Computational tools are very important to explain reaction mechanisms—which are otherwise difficult to observe—in catalysis or validate materials models in material chemistry. In my first collaborative projects with Dr. Shaowei Chen from the University of California Santa Cruze, I explained the origin of high reactivity and low overpotential for OER on Cl-rich NiFe₂O₄ spinel (Ni(OH)Fe₂O₄(Cl)). In that research, I identified Ni(OH)Fe₂O₄(Cl) as an active ensemble for OER due to close agreement between calculated (90 mV) and experimental overpotential values (200 mV) (Research, 2022, 2022, 13 pages). In my second collaborative project with the same group, I validated the structural and photoluminescent properties of organically capped CuOH nanostructures. (Adv. Mater. 2023, 35, 2208665).

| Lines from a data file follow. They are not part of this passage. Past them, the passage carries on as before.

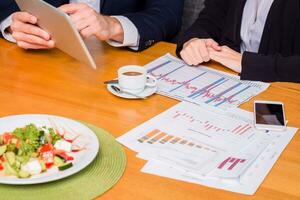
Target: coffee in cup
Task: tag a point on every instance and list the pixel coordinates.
(134, 79)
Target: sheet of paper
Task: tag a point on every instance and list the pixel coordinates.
(252, 176)
(201, 84)
(197, 139)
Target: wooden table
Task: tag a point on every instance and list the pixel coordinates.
(53, 83)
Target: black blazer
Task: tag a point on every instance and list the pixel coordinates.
(278, 58)
(155, 20)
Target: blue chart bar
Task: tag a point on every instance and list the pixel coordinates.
(163, 76)
(239, 92)
(186, 82)
(224, 92)
(202, 90)
(159, 66)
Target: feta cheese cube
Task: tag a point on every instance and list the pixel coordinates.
(63, 145)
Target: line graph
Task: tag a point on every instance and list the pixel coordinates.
(214, 125)
(201, 84)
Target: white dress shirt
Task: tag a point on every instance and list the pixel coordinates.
(131, 35)
(253, 23)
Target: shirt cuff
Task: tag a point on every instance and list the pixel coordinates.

Postdoc work: After my Ph.D. I joined the research group of Dr. Bin Wang at The School of Sustainable Chemical, Biological and Material Engineering, University of Oklahoma. Here, I worked on computational catalyst designs for the carboxylation of alkenes with CO₂ to produce unsaturated carboxylic acids on zeolite- and graphene-based catalysts. In my first project on zeolite-based catalysts, we aim to provide insights on CO₂-ethylene coupling on metal-exchanged MFI-zeolites and identify scandium (Sc) and yttrium (Y) dispersed in MFI zeolites as promising catalysts with low activation barriers. Additionally, we demonstrated that the electronegativity of metal atoms is the descriptor for the activation barriers for beta-hydrogen transfer, a rate-limiting step (ACS Sustainable Chem. Eng. 2024, 12(18), 6960–6968, also featured on Journal Cover page). To break this linear relationship, in a new study, we designed an active site, M-O-M (M = transition metal) in MFI zeolite to steer reaction mechanism which does not require beta-hydrogen transfer. This study shows that tuning M-O-M active site regulates the reactivity of CO₂-ethylene coupling and Zn-O-Zn is a better catalyst (manuscript drafted).Moreover, to prove the scalability of our study, we demonstrated that carboxylation of long-chain alkenes using CO₂ is sensitive to the structure of alkene (submitted in Catalysis Today). On the other side on graphene-based projects, we demonstrated that co-adsorbed water could work as a proton shuttle and lower the energy barrier for beta-hydrogen transfer in the direct coupling of CO₂ and C₂H₄ over atomically dispersed metal at graphene Edges (Chem. Eng. Journal. 2024, 488, 150922). In the next study, we used a bimetallic dimer (N₃M-MN₃) on defective graphene for CO₂-ethylene coupling which identifies Ir, Ni, Pd, Rh and Cu dimers as efficient catalysts (writing manuscript).

In addition to the above work, I enjoy working on different collaborative projects with collogues across academia and industry. So far, I have been involved in collaborative work with Philips 66 Catalysis Center, Oklahoma School of Science and Mathematics, The Department of Chemistry University of Oklahoma, and the Department of Microstructure Physics & Alloy Design, Max-Planck-Institut für Eisenforschung GmbH, Germany.